O elemento telúrico na vida de Adriano Moreira

 

Numa das obras que escrevi – Adriano Moreira: uma Intervenção Humanista – as personalidades que me honraram com depoimentos sobre vários aspectos da vida do sujeito de estudo fizeram questão de reconhecer a dificuldade que sentiram quando pretenderam sintetizar no reduzido número de páginas colocadas ao seu dispor uma vida tão multifacetada e preenchida de actos.

Cada uma dessas personalidades deveria pronunciar-se apenas sobre uma dimensão específica da vida de Adriano Moreira, mas a análise dos depoimentos permite constatar que nem todos seguiram essa regra, talvez porque alguns autores tivessem considerado redutor colocar o enfoque somente num campo de actividade e sentissem a necessidade de uma abordagem mais abrangente como forma de procurarem captar não o político, ou o cientista social ou o professor, mas a totalidade, ou seja, a pessoa.

Colocado agora na mesma situação, experimento uma sensação semelhante e não querendo repetir, mesmo que eventualmente aprofundando, ideias que me não pertencem, optei por analisar a influência de um elemento que, à falta de melhor designação, identifico como telúrico ou primordial, o qual, na minha opinião, constitui um factor relevante na vida de Adriano Moreira.

Como forma de tentar definir esse elemento, começo por me servir da conferência intitulada «Nordeste», proferida por Adriano Moreira, em 12 de Maio de 2006, na Casa de Trás-os-Montes em Lisboa, pois julgo que a mesma constitui um corpus privilegiado para a identificação do referido elemento.

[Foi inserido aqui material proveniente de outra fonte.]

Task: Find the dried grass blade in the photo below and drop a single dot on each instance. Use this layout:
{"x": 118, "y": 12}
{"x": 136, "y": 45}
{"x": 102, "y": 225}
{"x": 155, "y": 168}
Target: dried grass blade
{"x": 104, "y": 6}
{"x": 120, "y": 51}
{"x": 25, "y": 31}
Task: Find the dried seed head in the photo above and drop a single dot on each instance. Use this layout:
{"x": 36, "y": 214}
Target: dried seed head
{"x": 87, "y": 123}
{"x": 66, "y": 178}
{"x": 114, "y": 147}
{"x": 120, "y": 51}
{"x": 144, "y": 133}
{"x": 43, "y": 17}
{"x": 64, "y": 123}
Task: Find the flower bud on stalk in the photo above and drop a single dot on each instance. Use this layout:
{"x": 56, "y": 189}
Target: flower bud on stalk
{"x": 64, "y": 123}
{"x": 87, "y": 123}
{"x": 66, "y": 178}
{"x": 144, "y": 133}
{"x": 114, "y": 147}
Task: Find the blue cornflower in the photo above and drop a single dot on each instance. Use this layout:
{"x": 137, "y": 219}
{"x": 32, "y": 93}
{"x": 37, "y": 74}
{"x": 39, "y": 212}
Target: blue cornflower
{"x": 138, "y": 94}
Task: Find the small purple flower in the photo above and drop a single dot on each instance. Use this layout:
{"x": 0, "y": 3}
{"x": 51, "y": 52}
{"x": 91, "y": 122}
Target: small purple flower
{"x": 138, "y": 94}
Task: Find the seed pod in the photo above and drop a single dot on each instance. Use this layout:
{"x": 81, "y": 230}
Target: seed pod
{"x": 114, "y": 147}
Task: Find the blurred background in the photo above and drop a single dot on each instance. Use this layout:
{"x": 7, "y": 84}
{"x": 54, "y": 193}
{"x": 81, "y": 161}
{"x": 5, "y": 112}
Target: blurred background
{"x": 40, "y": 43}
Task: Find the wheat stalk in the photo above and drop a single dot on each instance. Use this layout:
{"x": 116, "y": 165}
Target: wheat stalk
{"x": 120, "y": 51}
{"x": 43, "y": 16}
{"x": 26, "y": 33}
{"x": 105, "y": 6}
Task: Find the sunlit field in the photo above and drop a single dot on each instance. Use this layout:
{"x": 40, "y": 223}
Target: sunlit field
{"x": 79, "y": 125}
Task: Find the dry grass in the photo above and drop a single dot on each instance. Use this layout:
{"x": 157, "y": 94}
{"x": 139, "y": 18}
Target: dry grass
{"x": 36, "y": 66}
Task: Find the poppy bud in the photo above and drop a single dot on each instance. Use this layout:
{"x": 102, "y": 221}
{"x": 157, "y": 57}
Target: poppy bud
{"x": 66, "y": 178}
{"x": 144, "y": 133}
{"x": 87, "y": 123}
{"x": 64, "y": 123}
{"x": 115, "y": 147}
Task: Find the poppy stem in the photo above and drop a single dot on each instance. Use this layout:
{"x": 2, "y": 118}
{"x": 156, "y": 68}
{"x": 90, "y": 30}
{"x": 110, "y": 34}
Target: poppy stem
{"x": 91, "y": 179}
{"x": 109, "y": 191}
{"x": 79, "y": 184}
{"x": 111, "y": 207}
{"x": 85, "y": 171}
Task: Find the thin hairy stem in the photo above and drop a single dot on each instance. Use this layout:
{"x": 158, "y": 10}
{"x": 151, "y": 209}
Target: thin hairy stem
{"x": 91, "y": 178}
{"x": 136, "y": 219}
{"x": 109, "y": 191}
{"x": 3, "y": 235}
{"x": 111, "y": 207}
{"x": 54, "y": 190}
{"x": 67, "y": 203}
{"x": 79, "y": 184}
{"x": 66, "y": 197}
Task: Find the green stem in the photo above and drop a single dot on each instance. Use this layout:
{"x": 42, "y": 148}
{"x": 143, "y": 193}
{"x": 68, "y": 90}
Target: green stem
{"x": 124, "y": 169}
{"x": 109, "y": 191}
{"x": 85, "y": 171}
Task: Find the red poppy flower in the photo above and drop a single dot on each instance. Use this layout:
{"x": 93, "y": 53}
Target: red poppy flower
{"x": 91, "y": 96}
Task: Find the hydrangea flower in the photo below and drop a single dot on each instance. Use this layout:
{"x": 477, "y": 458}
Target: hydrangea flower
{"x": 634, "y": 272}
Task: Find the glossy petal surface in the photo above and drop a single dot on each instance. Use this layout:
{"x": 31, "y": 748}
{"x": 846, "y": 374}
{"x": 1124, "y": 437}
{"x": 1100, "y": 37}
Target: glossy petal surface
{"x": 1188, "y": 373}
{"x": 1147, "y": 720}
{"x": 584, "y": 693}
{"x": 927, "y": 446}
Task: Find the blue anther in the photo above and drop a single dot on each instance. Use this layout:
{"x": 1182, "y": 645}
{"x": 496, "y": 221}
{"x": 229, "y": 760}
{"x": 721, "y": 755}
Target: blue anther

De facto, ao afirmar que «dos vários longes, ou físicos ou das memórias, à medida que os horizontes se alargam, e que as novas dependências e exigências se tornam mais densas, o sentimento das raízes parece vir socorrer a defesa da identidade originária, e lembrar a patria pequena que é a terra de origem», o autor estava a reconhecer as marcas ou influências da aldeia de Grijó de Vale Benfeito na sua vida pública e privada.

Nessa conferência, Adriano Moreira mostrou ter consciência que, ao longo da vida, a memória «vai apenas guardando registos selectivos», porque sabe ser «piedosa no embelezar das lembranças» e sabe fazer esquecer as razões que levaram a fugir da geografia da falta de oportunidades, uma partida que não significou a ruptura com muito daquilo que ficava para trás.

Aliás, num sentido mais profundo, talvez não seja correcto falar de uma partida, mas sim, de uma mudança do local de residência porque, na família «solidamente transmontana» de Adriano Moreira, os elementos originais continuaram presentes na cidade grande.

A mãe Leopoldina – curioso que esse seria, também, o nome da Imperatriz com cuja comenda, oficializada pelo Governo do Brasil, o Instituto Histórico-Geográfico de S. Paulo viria a condecorar Adriano Moreira em 1964 – serviu de elo privilegiado de ligação à terra ao assumir a condição, que considerava seu dever, de transmissora dos elementos culturais, entre os quais os religiosos assumiam um papel central.

A vida em Lisboa continuava a ser dura e o ordenado de polícia do pai António exigia o contributo das obras de costuras da mãe Leopoldina, sendo que estas não representavam um passatempo mas uma forma de suprir as necessidades de um núcleo familiar que aumentaria com a chegada da filha Olívia. Mas, tal como na aldeia, a mãe encontrava sempre tempo – que raramente era livre – para educar os filhos na fé recebida e professada.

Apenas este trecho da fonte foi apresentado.